On the other hand, when the write buffer of the internal memory IntM is in the full state, the corresponding write data is transmitted to an external memory ExtM, and the above operation is performed in the same manner.

FIG. 6 is a flowchart illustrating the second mode operation of the memory controller according to an embodiment of the disclosure. Referring to FIG. 6, in the second mode operation, upon receipt of a write request, the memory controller checks whether a write buffer of an internal memory IntM is full occupied. When the internal memory IntM is not fully occupied, the memory controller allocates a buffer area to each of the internal memory IntM and an external memory ExtM, and transmits write data corresponding to the write request to the internal memory IntM and the external memory ExtM. Then, the memory controller inserts a logical block address (LB A) of the write data into an internal memory and external memory write buffer LBA list, and transmits a process completion response to the host. Then, the memory controller transmits the write data from the write buffer of the internal memory IntM to a storage medium NVM and write (program) the write data to the storage medium. In this case, the memory controller deletes the corresponding LBA from an internal memory write buffer LBA list without waiting until the write is completed. When the write data transmitted from the internal memory IntM is written (programmed) to the storage medium, the memory controller performs LBA-to-physical address information update and deletes the LBA from an external memory write buffer LBA list. When the write data transmitted from the internal memory IntM is not programmed, the memory controller transmits the write data from the external memory ExtM to the storage medium NVM and re-performs the programming operation. When the programming is successfully completed, the memory controller updates the LBA-to-physical address information update and then deletes the LBA from the external memory write buffer LBA list.
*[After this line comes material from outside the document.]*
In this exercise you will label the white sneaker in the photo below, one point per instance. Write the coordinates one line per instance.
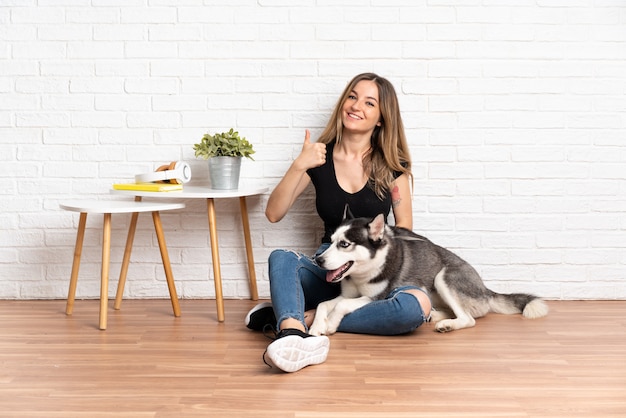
(293, 350)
On the contrary, when the write buffer of the internal memory IntM is fully occupied, the memory controller transmits the write data to the external memory ExtM, inserts the LBA of the write data into the external memory write buffer LBA list, and then transmits a process completion response to the host. The memory controller then transmits the write data from the write buffer of the external memory ExtM to the storage medium NVM and writes (programs) the write data to the storage medium. When the write data transmitted from the external memory ExtM is written (programmed) to the storage medium, the memory controller performs LBA-to-physical address information update and deletes the LBA from the external memory write buffer LBA list. When the write data transmitted from the external memory ExtM is not programmed, the memory controller re-performs the programming operation.

The memory controller according to the disclosure may be applied to a storage device, which will be described below.
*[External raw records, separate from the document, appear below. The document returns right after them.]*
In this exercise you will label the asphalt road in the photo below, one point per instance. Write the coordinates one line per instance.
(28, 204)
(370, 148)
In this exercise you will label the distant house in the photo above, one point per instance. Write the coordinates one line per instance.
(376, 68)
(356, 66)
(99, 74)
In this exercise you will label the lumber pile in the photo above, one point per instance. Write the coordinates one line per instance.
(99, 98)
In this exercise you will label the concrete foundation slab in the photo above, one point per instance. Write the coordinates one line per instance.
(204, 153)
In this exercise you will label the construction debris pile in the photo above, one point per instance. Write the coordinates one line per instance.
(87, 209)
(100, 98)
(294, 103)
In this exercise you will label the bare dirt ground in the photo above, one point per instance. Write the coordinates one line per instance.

FIG. 7 is a block diagram illustrating a storage device according to an embodiment of the disclosure, and FIG. 8 is a block diagram illustrating an example of applying a storage device to a solid state drive (SSD) according to an embodiment of the disclosure.
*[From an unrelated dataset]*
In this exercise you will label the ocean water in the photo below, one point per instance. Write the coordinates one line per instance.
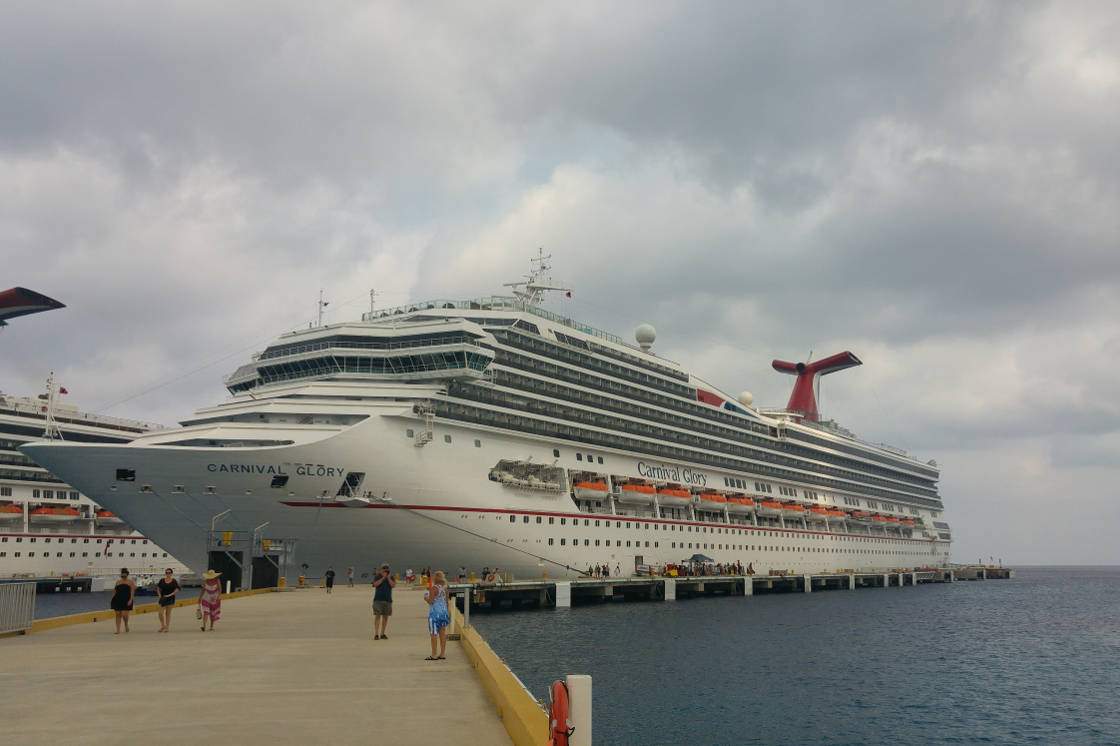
(1030, 660)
As illustrated in FIG. 7, a storage device 1000 according to an embodiment of the disclosure may include the memory controller 100, an external memory 300 in which write data may be buffered in response to a write request from a host 200, and an NVM 400 to which the buffered write data is programmed.

The memory controller 100, the external memory 300, and the NVM 400 have been described before, and thus will not be described duplicately herein.

The storage device 1000 may include a memory card or a detachable storage device. The storage device 1000 is connected to the host 200 and exchanges data with the host 200 via a host interface. The storage device 1000 may receive power from the host 200 and perform an internal operation.

Further, referring to FIG. 8, the storage device 1000 according to the disclosure may be an SSD.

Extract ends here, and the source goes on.